Importing a large file into Sql Server database employing some statistics
I imported a 2.5 GB file into our SQL server today. What
made this import challenging is SQL Server Import and Export Wizard failed to
read the data. This file is a tab delimited file with CR/LF as record
separator. The lines are truncated if the remaining line is empty, resulting
variable number of columns in each record. Also, there is a memo field that contains
CR/LF so that it is not reliable to use CR/LF to break the records.
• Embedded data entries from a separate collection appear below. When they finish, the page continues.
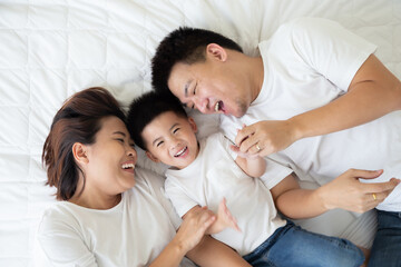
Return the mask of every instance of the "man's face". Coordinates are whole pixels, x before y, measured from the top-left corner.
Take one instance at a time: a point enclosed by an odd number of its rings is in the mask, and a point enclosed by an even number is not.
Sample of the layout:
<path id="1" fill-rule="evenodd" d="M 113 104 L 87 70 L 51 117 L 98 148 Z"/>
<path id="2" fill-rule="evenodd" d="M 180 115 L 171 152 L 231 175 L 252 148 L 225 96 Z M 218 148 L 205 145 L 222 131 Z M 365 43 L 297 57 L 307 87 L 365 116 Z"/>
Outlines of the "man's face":
<path id="1" fill-rule="evenodd" d="M 168 79 L 170 91 L 188 108 L 202 113 L 242 117 L 251 100 L 246 77 L 216 58 L 187 65 L 176 63 Z"/>

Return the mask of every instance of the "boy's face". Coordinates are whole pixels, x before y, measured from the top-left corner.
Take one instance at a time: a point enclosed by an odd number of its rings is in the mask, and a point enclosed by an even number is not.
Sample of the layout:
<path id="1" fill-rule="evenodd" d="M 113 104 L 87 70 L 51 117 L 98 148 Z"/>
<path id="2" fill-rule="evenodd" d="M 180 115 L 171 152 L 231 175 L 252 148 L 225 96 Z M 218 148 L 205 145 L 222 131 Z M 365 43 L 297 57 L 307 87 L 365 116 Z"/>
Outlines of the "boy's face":
<path id="1" fill-rule="evenodd" d="M 173 111 L 164 112 L 148 123 L 141 136 L 146 155 L 154 161 L 183 169 L 198 155 L 196 123 Z"/>

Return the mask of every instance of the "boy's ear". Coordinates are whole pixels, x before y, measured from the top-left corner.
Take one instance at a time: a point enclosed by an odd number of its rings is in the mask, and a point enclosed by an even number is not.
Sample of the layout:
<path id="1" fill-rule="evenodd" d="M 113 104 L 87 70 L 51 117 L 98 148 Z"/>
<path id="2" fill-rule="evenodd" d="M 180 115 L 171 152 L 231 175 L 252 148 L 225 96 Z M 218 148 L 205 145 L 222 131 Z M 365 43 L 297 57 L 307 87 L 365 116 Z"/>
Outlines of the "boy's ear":
<path id="1" fill-rule="evenodd" d="M 227 60 L 227 51 L 218 46 L 217 43 L 209 43 L 206 47 L 206 56 L 211 56 L 214 59 L 217 59 L 219 61 L 226 61 Z"/>
<path id="2" fill-rule="evenodd" d="M 75 160 L 79 164 L 88 164 L 89 158 L 87 155 L 87 147 L 81 142 L 75 142 L 72 145 L 72 155 Z"/>
<path id="3" fill-rule="evenodd" d="M 156 164 L 160 162 L 160 160 L 158 158 L 156 158 L 151 152 L 145 151 L 145 154 L 146 154 L 146 157 L 148 157 L 151 161 L 154 161 Z"/>
<path id="4" fill-rule="evenodd" d="M 190 128 L 193 129 L 193 131 L 196 134 L 197 132 L 197 126 L 195 120 L 192 117 L 188 117 L 188 122 L 190 125 Z"/>

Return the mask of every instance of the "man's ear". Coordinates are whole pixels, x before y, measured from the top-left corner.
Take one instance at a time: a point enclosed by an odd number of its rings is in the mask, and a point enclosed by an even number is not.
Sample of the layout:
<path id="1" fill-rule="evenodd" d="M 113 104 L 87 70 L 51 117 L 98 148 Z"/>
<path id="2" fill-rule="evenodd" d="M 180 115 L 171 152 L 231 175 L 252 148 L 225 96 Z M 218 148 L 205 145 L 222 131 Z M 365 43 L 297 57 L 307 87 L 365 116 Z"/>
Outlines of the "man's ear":
<path id="1" fill-rule="evenodd" d="M 206 47 L 206 56 L 209 56 L 214 59 L 217 59 L 219 61 L 226 61 L 227 60 L 227 51 L 218 46 L 217 43 L 209 43 Z"/>
<path id="2" fill-rule="evenodd" d="M 87 155 L 87 147 L 81 142 L 76 142 L 72 145 L 72 155 L 75 160 L 79 164 L 88 164 L 88 155 Z"/>
<path id="3" fill-rule="evenodd" d="M 145 151 L 145 154 L 146 154 L 146 157 L 148 157 L 151 161 L 154 161 L 156 164 L 160 162 L 160 160 L 158 158 L 156 158 L 151 152 Z"/>
<path id="4" fill-rule="evenodd" d="M 192 117 L 188 117 L 188 122 L 190 125 L 190 128 L 193 129 L 193 131 L 196 134 L 197 132 L 197 126 L 195 120 Z"/>

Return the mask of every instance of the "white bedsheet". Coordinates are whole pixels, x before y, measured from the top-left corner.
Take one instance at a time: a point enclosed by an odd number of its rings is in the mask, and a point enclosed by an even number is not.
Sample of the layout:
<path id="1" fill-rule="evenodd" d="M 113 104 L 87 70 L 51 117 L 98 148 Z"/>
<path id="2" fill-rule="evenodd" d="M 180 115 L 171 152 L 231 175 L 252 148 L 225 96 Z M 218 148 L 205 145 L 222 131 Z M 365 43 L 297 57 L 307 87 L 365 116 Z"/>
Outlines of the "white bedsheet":
<path id="1" fill-rule="evenodd" d="M 304 16 L 336 20 L 378 44 L 376 57 L 401 78 L 398 0 L 0 0 L 0 266 L 46 266 L 36 231 L 55 200 L 41 148 L 68 96 L 102 86 L 127 106 L 150 89 L 149 60 L 178 26 L 215 30 L 256 55 L 260 40 Z"/>

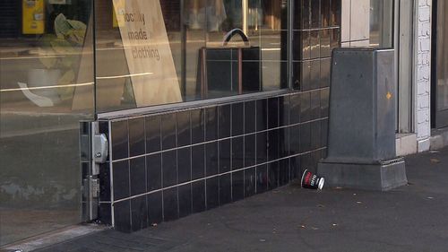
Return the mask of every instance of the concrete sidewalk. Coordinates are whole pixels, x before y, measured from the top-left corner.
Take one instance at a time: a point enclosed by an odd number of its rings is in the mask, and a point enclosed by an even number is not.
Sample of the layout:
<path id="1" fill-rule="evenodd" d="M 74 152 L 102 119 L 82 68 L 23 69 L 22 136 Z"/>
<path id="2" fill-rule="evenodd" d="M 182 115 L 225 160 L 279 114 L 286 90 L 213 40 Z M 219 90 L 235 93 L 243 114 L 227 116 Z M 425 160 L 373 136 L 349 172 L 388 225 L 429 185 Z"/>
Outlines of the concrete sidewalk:
<path id="1" fill-rule="evenodd" d="M 406 159 L 381 193 L 290 185 L 133 234 L 111 230 L 38 251 L 448 251 L 448 148 Z"/>

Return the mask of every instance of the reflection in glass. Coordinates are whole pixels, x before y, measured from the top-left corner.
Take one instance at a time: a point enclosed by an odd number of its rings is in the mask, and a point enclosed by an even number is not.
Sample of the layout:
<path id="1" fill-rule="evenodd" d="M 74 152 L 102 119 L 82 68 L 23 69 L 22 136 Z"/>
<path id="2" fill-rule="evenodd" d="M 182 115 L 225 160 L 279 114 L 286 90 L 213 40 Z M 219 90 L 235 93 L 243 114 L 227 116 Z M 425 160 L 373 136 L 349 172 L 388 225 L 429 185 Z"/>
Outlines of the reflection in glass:
<path id="1" fill-rule="evenodd" d="M 393 47 L 393 1 L 370 0 L 370 46 Z"/>
<path id="2" fill-rule="evenodd" d="M 143 4 L 139 0 L 114 2 L 115 8 L 112 0 L 99 0 L 96 4 L 99 112 L 287 87 L 287 1 L 159 0 L 163 22 L 159 25 L 163 27 L 158 27 L 166 29 L 170 46 L 170 53 L 160 57 L 173 58 L 182 97 L 179 100 L 149 99 L 139 102 L 140 90 L 136 86 L 141 82 L 133 79 L 139 63 L 126 56 L 129 39 L 127 31 L 124 32 L 138 24 L 124 22 L 120 25 L 119 20 L 130 12 L 127 3 Z M 120 9 L 120 3 L 125 3 L 125 7 Z M 142 6 L 140 13 L 151 13 Z M 148 33 L 153 31 L 151 29 Z M 224 38 L 235 29 L 244 34 L 231 33 L 234 36 L 228 36 L 229 41 L 225 44 Z M 248 41 L 243 41 L 245 37 Z M 151 39 L 144 43 L 147 47 L 158 47 Z M 146 68 L 141 72 L 157 74 L 155 66 L 150 65 L 144 64 Z M 167 76 L 164 74 L 159 81 L 145 81 L 142 85 L 158 89 L 162 83 L 166 85 L 170 82 Z M 149 91 L 145 97 L 152 95 Z"/>
<path id="3" fill-rule="evenodd" d="M 22 22 L 0 29 L 4 245 L 81 222 L 79 121 L 92 118 L 94 74 L 90 1 L 7 1 L 0 15 Z"/>

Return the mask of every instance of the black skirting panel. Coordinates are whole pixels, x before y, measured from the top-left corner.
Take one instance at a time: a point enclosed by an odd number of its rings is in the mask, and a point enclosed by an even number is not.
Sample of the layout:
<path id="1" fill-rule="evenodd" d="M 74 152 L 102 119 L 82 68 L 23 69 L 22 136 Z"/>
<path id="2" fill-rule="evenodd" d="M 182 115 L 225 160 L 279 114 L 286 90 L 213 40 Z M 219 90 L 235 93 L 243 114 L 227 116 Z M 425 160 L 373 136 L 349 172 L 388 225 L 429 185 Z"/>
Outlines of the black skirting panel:
<path id="1" fill-rule="evenodd" d="M 100 121 L 100 221 L 135 231 L 289 184 L 326 151 L 328 88 Z"/>

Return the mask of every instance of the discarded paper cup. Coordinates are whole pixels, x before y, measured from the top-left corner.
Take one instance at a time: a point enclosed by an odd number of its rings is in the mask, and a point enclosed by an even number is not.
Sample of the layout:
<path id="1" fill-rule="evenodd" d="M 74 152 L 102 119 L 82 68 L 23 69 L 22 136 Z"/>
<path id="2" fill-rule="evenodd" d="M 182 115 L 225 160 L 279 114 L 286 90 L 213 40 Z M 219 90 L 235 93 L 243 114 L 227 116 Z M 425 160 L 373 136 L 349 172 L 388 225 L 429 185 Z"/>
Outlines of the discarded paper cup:
<path id="1" fill-rule="evenodd" d="M 325 183 L 325 178 L 319 177 L 313 172 L 306 169 L 302 175 L 302 180 L 300 184 L 303 188 L 309 189 L 319 189 L 323 188 L 323 184 Z"/>

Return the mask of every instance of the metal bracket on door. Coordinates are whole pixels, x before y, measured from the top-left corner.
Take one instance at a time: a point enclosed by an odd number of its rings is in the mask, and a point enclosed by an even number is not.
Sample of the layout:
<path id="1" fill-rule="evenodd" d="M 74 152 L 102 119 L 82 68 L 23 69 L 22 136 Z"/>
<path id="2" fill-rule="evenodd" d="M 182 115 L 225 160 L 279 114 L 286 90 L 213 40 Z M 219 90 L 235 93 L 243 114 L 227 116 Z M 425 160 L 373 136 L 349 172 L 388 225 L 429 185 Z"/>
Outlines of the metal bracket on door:
<path id="1" fill-rule="evenodd" d="M 98 219 L 99 205 L 99 165 L 108 154 L 108 137 L 99 134 L 98 122 L 81 123 L 81 164 L 82 172 L 82 221 Z"/>

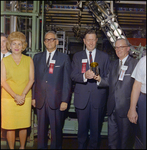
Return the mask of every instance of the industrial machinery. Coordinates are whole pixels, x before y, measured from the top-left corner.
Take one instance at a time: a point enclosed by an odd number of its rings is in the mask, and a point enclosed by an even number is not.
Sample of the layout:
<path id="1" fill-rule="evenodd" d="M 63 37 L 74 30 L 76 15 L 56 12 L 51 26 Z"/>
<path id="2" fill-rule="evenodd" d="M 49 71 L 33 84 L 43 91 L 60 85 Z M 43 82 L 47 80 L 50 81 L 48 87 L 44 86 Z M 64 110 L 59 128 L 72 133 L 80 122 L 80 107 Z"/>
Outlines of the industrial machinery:
<path id="1" fill-rule="evenodd" d="M 92 16 L 96 18 L 96 21 L 113 47 L 117 39 L 127 39 L 117 21 L 117 16 L 111 12 L 109 5 L 105 1 L 89 1 L 87 5 L 93 13 Z M 130 50 L 134 57 L 140 59 L 145 55 L 146 47 L 130 45 Z"/>
<path id="2" fill-rule="evenodd" d="M 87 5 L 93 13 L 92 16 L 96 18 L 96 21 L 113 47 L 117 39 L 127 39 L 117 21 L 117 16 L 111 12 L 109 5 L 105 1 L 89 1 Z M 137 59 L 145 55 L 146 47 L 130 45 L 130 48 L 131 54 Z"/>
<path id="3" fill-rule="evenodd" d="M 54 24 L 54 20 L 56 18 L 60 18 L 60 21 L 56 21 L 56 27 L 63 27 L 63 18 L 68 18 L 66 20 L 67 28 L 73 29 L 73 32 L 77 32 L 77 37 L 81 38 L 82 35 L 81 28 L 86 28 L 85 24 L 91 25 L 94 24 L 93 18 L 95 18 L 96 22 L 99 24 L 100 29 L 106 35 L 107 39 L 111 43 L 112 47 L 114 48 L 114 43 L 118 38 L 125 38 L 127 39 L 125 33 L 123 32 L 121 26 L 117 21 L 117 16 L 112 12 L 110 9 L 109 4 L 106 1 L 86 1 L 86 6 L 84 6 L 86 11 L 81 11 L 78 9 L 77 6 L 67 6 L 63 8 L 58 5 L 51 5 L 53 1 L 48 1 L 49 4 L 45 5 L 45 1 L 1 1 L 1 31 L 5 32 L 7 30 L 11 32 L 22 31 L 28 37 L 28 48 L 26 50 L 26 54 L 30 55 L 31 57 L 34 56 L 35 53 L 43 51 L 43 34 L 45 31 L 46 26 L 48 26 L 47 21 L 49 21 L 49 27 Z M 4 5 L 7 3 L 7 5 Z M 83 1 L 85 3 L 85 1 Z M 77 1 L 79 8 L 81 9 L 82 1 Z M 6 9 L 5 9 L 5 7 Z M 90 18 L 88 15 L 88 8 L 92 12 L 92 17 Z M 58 12 L 60 10 L 60 13 Z M 69 12 L 67 12 L 68 10 Z M 62 14 L 61 14 L 62 12 Z M 46 18 L 45 18 L 46 13 Z M 58 14 L 58 15 L 56 15 Z M 66 17 L 65 17 L 66 16 Z M 72 16 L 72 19 L 71 19 Z M 78 16 L 78 17 L 77 17 Z M 77 21 L 78 20 L 78 21 Z M 46 21 L 46 22 L 45 22 Z M 78 22 L 76 25 L 78 28 L 72 28 L 75 24 L 72 24 L 72 27 L 67 24 L 69 22 Z M 6 25 L 9 22 L 10 28 Z M 85 23 L 86 22 L 86 23 Z M 82 24 L 83 23 L 83 24 Z M 91 24 L 90 24 L 91 23 Z M 81 27 L 81 28 L 80 28 Z M 95 29 L 98 31 L 99 27 L 95 25 Z M 59 45 L 59 49 L 63 52 L 66 52 L 64 49 L 65 45 L 65 33 L 64 31 L 60 31 L 59 34 L 63 34 L 59 40 L 61 45 Z M 146 47 L 131 45 L 131 54 L 140 59 L 143 55 L 145 55 Z M 73 98 L 74 94 L 71 97 L 71 105 L 69 112 L 74 113 L 74 105 L 73 105 Z M 65 125 L 63 128 L 63 133 L 69 134 L 77 134 L 78 131 L 78 123 L 77 119 L 68 117 L 65 120 Z M 33 145 L 34 136 L 37 135 L 37 117 L 34 114 L 34 109 L 32 109 L 32 125 L 31 125 L 31 134 L 27 141 L 29 146 Z M 107 117 L 104 119 L 103 128 L 102 128 L 102 135 L 107 135 Z M 50 137 L 50 132 L 49 132 Z M 19 140 L 18 140 L 19 141 Z M 1 142 L 1 144 L 3 144 Z M 6 144 L 6 141 L 5 141 Z M 17 142 L 19 144 L 19 142 Z M 50 142 L 49 142 L 50 144 Z"/>

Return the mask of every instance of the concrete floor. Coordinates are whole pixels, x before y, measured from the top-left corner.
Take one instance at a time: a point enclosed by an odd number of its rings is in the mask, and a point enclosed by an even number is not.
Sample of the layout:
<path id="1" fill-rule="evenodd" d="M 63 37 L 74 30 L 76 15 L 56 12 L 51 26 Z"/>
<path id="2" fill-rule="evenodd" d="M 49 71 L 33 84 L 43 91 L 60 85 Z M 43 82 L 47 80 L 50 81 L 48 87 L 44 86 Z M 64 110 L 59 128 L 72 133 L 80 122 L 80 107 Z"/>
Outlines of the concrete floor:
<path id="1" fill-rule="evenodd" d="M 63 149 L 77 149 L 78 148 L 78 141 L 77 136 L 68 136 L 63 135 Z M 1 149 L 8 149 L 7 145 L 1 145 Z M 19 149 L 19 146 L 16 146 L 15 149 Z M 37 137 L 34 138 L 34 145 L 33 147 L 26 147 L 26 149 L 37 149 Z M 50 149 L 50 145 L 48 146 Z M 102 137 L 100 149 L 108 149 L 108 139 L 107 136 Z"/>

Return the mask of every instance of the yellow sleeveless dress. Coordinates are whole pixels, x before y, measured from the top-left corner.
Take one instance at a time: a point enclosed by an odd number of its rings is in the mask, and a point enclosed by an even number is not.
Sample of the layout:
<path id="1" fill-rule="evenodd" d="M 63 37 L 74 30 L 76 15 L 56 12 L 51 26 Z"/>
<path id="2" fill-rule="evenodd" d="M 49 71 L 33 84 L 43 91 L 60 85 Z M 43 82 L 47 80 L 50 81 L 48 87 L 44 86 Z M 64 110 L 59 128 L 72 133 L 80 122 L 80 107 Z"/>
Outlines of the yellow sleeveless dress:
<path id="1" fill-rule="evenodd" d="M 22 55 L 17 65 L 11 55 L 3 58 L 6 82 L 16 94 L 21 95 L 29 82 L 30 60 L 29 56 Z M 1 127 L 3 129 L 30 127 L 32 91 L 27 93 L 25 103 L 21 106 L 16 104 L 14 98 L 3 87 L 1 93 Z"/>

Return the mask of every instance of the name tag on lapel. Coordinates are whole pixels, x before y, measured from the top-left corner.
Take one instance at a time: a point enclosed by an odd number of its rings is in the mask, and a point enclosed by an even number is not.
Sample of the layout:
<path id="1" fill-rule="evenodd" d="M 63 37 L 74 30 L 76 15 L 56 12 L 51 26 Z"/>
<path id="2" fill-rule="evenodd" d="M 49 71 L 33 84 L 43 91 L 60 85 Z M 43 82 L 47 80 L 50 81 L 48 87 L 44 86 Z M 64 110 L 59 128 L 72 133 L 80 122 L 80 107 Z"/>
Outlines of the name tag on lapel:
<path id="1" fill-rule="evenodd" d="M 125 72 L 126 72 L 126 70 L 128 69 L 128 66 L 122 66 L 121 67 L 121 73 L 120 73 L 120 76 L 119 76 L 119 80 L 120 81 L 123 81 L 123 79 L 124 79 L 124 76 L 125 76 Z"/>
<path id="2" fill-rule="evenodd" d="M 86 72 L 86 64 L 87 64 L 87 59 L 82 59 L 82 70 L 81 73 Z"/>
<path id="3" fill-rule="evenodd" d="M 55 62 L 56 60 L 50 61 L 49 74 L 53 74 Z"/>

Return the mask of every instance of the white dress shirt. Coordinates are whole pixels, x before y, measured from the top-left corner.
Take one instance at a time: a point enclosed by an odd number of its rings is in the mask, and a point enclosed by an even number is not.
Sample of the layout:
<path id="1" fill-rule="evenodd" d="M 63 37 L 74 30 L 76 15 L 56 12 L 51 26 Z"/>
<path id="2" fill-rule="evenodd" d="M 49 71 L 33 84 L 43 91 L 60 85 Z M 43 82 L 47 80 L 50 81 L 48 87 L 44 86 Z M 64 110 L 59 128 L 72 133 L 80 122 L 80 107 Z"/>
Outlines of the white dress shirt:
<path id="1" fill-rule="evenodd" d="M 146 93 L 146 56 L 139 60 L 131 77 L 142 83 L 141 92 Z"/>
<path id="2" fill-rule="evenodd" d="M 47 50 L 46 50 L 47 51 Z M 56 50 L 54 50 L 53 52 L 51 52 L 51 57 L 50 57 L 50 61 L 52 60 L 54 54 L 55 54 Z M 49 57 L 49 51 L 47 51 L 47 54 L 46 54 L 46 63 L 47 63 L 47 60 L 48 60 L 48 57 Z M 50 64 L 50 61 L 49 61 L 49 64 Z"/>

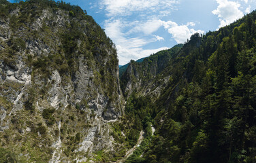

I had to write my own import utility. The utility does
the import in 2 phases: analysis and import phases. In the first phase, the
utility reads the entire file to determine the number of columns, the data type
of each column, its width and whether it allows null. In order to address the
CR/LF problem, the utility uses the following algorithm:
Read a line to determine the number of columns in the
line.
Peek the next line and determine the number of columns in
the second line. If the sum of the two numbers is less than the expected column
count, the second line is a candidate for merging into the first line. Repeat
this step.
When determining the column type, I first initialize each
column with a narrow type and then widen the column when necessary. I widen the
columns in the following order: bool -> integral -> floating
->varchar. Because I am not completely sure that I merged the lines
correctly, I relied on the probability rather than the first occurrence to
widen the field. This allows me to run the analysis phase in only one pass. The
drawback is that I do not have 100% confidence on the schema extracted; data
that does not fix the schema would have to be rejected in the import phase. The
analysis phase took about 10 minutes on a fairly slow (in today’s standard)
dual-core Pentium machine.
In the import phase, I did line merging similar to the
analysis phase. The only difference is that, with statistics from the first
phase, I was able to determine whether a short line (i.e. a line that has a
small number of columns) should merge with the previous line or the next line.
The criterion is that the fields split from the merge line have to satisfy the
schema. I imported over 8 million records and had to reject only 1 record. I
visually inspected the reject record and the data is indeed bad. I used SqlBulkCopy to load the data in 1000 record batch. It took about
1 hour and 30 minutes to import the data over the wan into our SQL server in
the cloud.
In conclusion, rather than determining the table schema fully deterministically, I employed a little bit of statistics in the process. I was able to determine the schema faster (with one pass) and higher fidelity (rejecting bogus data rather than accepting bogus data by widening schema). After all, statistics is an important part of machine learning today and it allows us to inject a little bit of intelligence into the ETL process.